Si bien, para guardar las formas, otras libertades universales como la de expresión y asociación son reconocidas por la Constitución “socialista” de 1976 –y rápidamente acotadas por una explicación complementaria que detalla que solo podrán ser ejercidas en favor del régimen existente–, lo concerniente a la libertad de circulación ni siquiera se menciona en el texto de esa Carta Magna.
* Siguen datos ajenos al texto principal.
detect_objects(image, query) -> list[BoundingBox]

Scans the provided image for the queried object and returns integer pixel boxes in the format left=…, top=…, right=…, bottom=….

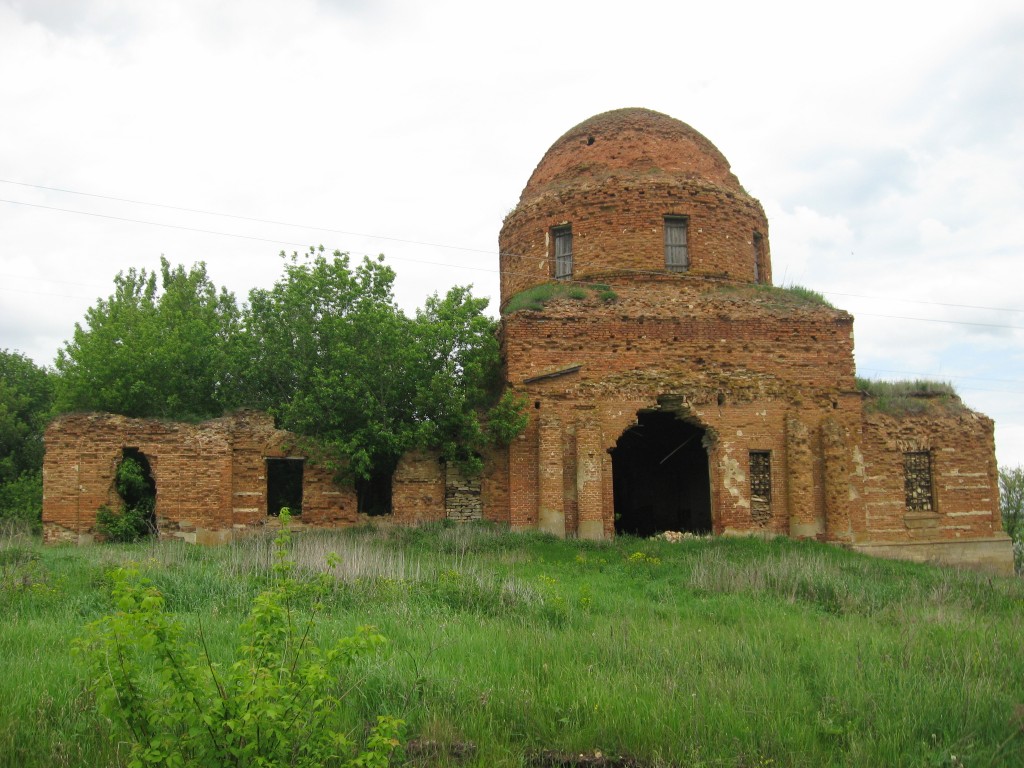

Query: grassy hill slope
left=0, top=525, right=1024, bottom=766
El gobierno cubano asegura a sus simpatizantes que se ve obligado a insistir en esta política restrictiva a la libertad de movimiento para impedir el “robo” de cerebros. Pero historias como las que narra este libro demuestran que los cerebros se malgastan, y finalmente son expulsados por un régimen de gobernabilidad que, después de invertir millones en formación de capital humano, impide la libertad para crear riquezas, y destierra a las personas emprendedoras que se resisten a dilapidar vida y talento vegetando en un sistema ineficiente.

Acusar a Alberto González de “venderse como mercenario al oro del imperio”, como el gobierno cubano acostumbra presentar estos casos ante sus dogmáticos seguidores extranjeros es, más que una infamia, una incomparable estupidez. El autor de este Diario no hacía nada diferente a los millones de migrantes latinoamericanos que buscan asegurar en otras tierras el sustento de sus familias y un futuro más prometedor para sus descendientes. No lo esperaba un alto salario, empleo seguro, ni compensación de la CIA en el gélido aeropuerto canadiense donde presentó su solicitud de asilo, solo una angustiosa incertidumbre respecto al porvenir.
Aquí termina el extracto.